理由付けして“殺し”を正当化しようとしている自分達は、もう既にこの世界に呑まれてしまっているのかもしれない。
「苺、皆……私は皆の笑顔がない世界なんて壊してしまえー、っていう理由で五島を殴り飛ばそうとしてる訳だけど、本当に皆も来るの?」
鈴はそう皆に確認をするように聞く。鈴は決意した、苺や皆の笑顔が、消えていくこの世界を壊し、元の笑顔の絶えない明るい世界に戻すことを。そしてその決意を皆に伝えると、「鈴だけに任せられない」と言って皆着いてきたのだ。

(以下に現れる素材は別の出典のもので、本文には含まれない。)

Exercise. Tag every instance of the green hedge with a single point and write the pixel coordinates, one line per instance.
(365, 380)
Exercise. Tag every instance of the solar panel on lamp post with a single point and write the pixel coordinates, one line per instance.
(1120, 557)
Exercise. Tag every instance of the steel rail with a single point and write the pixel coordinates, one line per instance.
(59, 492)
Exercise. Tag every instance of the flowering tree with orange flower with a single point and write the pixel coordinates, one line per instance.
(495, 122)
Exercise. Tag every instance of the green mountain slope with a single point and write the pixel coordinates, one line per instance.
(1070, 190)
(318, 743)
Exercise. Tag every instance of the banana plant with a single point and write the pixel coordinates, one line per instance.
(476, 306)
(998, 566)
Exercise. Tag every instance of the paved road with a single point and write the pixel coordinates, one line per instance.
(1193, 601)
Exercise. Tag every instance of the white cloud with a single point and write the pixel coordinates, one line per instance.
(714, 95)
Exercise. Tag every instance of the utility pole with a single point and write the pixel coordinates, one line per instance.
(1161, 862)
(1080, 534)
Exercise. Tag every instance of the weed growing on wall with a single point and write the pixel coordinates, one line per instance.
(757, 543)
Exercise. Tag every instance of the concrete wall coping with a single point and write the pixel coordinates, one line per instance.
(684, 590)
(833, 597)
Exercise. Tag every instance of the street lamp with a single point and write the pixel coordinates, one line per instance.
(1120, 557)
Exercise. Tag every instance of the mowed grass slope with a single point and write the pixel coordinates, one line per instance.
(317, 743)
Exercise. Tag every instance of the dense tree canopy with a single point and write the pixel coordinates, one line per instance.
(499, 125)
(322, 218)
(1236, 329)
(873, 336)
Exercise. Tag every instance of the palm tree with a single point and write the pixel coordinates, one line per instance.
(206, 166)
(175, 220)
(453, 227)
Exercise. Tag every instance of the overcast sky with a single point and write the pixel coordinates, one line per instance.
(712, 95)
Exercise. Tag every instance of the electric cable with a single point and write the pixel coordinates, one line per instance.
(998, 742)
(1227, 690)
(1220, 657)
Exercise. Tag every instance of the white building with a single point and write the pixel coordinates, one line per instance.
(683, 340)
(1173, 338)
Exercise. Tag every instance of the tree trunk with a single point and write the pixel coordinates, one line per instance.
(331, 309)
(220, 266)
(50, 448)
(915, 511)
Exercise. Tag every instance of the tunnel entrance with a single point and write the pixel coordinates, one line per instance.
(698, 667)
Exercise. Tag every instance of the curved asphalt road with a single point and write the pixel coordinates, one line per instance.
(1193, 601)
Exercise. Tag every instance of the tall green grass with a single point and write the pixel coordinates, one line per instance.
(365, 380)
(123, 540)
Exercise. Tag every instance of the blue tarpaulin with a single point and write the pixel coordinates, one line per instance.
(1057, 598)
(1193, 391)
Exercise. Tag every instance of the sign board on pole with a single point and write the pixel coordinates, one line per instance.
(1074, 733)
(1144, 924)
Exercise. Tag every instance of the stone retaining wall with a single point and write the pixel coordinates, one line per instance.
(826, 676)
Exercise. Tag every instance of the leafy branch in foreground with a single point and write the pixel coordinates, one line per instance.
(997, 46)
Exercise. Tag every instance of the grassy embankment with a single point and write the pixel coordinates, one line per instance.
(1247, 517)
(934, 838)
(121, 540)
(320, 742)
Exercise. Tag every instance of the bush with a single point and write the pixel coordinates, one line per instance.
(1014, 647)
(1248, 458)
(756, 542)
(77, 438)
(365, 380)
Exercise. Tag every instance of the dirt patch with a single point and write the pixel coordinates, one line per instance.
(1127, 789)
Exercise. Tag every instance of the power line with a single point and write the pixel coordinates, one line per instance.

「私も鈴と同じ気持ちだよ! やっぱり…ちょっと不自由な世界だけど、皆の笑顔が明るかった、あの世界がいいよ!」
「僕も苺さんと同意見です、こんなこと間違ってます」
苺と正樹はそう言って、鈴と同じように決意する。
「私は……おとーさんと、話をしたい……」
「俺はまぁ、苺が言ったこともだが、このパーティー火力バカしかいないからな、盾役は必須だろ?」
理乃と大斗も、そう決意して着いて行くことを決める。
「私も大斗と似たような感じよ、ローゼが戦えない今、サポーターは私くらいなんだから、頼ってもらわないと困るわ!」
林檎もそう言うと、鈴はため息を吐く、しかし嬉しそうだ。
「じゃ、いつも通り皆で行きますか!」
こうして全員が、世界を元に戻すという決意をする。それは決して冗談などではない。世界を元に戻すということは、モンスターと戦う覚悟、モンスターを倒す、ではなく殺す覚悟。もちろん人の命を奪う覚悟も。
そして、死の覚悟だ。命を奪う覚悟をするということは、逆に命を奪われる覚悟もするということ。しかし死ぬことは誰一人として許さない、苺達は必ず生き延びるという決意もする。
こうして、苺達は《バベルの塔》を登り、五島文桔を押し退けてでも世界を救うことを胸に、立ち上がった。